Outro exemplo é o dispositivo existente no Código Civil que condiciona a edição de biografias à autorização do biografado ou descendentes. As implicações negativas da norma são devastadoras. Uma delas é a impossibilidade de se registrar e deixar para a posteridade a vida de personagens importantes na formação do país, em qualquer ramo de atividade. Permite-se a interdição de registros de época, em prejuízo inclusive dos historiadores e pesquisadores do futuro.
Como denunciou recente documento lançado por intelectuais, “um país que só permite a circulação de biografias autorizadas reduz a sua historiografia à versão dos protagonistas da vida política, econômica, social e artística”. Cria-se “uma espécie de monopólio da História, típico de regimes totalitários”. Só há uma versão, “chapa-branca”.
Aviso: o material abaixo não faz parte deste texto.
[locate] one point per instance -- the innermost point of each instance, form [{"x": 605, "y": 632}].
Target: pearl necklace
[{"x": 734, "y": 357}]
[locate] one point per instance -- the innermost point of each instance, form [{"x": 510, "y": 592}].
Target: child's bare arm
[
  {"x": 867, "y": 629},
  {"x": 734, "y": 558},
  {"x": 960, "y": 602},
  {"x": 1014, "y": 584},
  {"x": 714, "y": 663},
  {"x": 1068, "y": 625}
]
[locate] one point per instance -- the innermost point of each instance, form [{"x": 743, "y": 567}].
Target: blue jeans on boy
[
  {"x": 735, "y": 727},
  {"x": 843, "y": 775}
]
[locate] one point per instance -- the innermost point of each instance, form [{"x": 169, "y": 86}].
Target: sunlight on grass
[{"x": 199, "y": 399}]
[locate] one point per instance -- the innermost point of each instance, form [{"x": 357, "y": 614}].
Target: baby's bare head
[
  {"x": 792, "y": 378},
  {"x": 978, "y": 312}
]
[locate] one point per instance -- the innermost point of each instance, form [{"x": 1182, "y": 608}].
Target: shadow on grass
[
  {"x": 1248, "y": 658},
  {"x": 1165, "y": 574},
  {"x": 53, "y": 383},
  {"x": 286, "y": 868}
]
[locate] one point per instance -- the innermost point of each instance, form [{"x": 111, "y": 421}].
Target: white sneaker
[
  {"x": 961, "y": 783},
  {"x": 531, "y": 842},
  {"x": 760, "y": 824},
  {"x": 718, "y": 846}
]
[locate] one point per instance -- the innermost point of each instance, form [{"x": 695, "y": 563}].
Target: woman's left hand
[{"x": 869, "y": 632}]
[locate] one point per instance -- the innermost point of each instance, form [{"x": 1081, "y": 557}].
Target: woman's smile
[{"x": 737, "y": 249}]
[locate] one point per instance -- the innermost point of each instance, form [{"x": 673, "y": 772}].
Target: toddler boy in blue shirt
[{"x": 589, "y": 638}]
Dessa forma, tem sido sonegado, por exemplo, o relato da vida do poeta Manoel Bandeira, dos escritores Mário de Andrade e Guimarães Rosa. O cantor e compositor Roberto Carlos, um dos arautos desta censura, conseguiu impedir a circulação de sua biografia e faz campanha contra iniciativas para revogar o artigo restritivo do Código Civil.
É uma excrescência a regra. Ela induz, inclusive, o funcionamento de um “mercado” de negociação de “alvarás” de liberação de biografias.
Como deve ser no jornalismo, não pode haver censura prévia. Publicada a reportagem (ou biografia), os que se sentirem atingidos que recorram à Justiça. É preciso seguir o padrão existente em muitos países, em que há biografias “autorizadas” e “não autorizadas”. E com reclamações posteriores no foro devido, os tribunais. Quando existem.
O alegado “direito à privacidade” é argumento frágil para justificar o veto a que a historiografia do país seja enriquecida. Já não bastasse o poder de censura concedido a biografados e herdeiros ser um atentado à Constituição.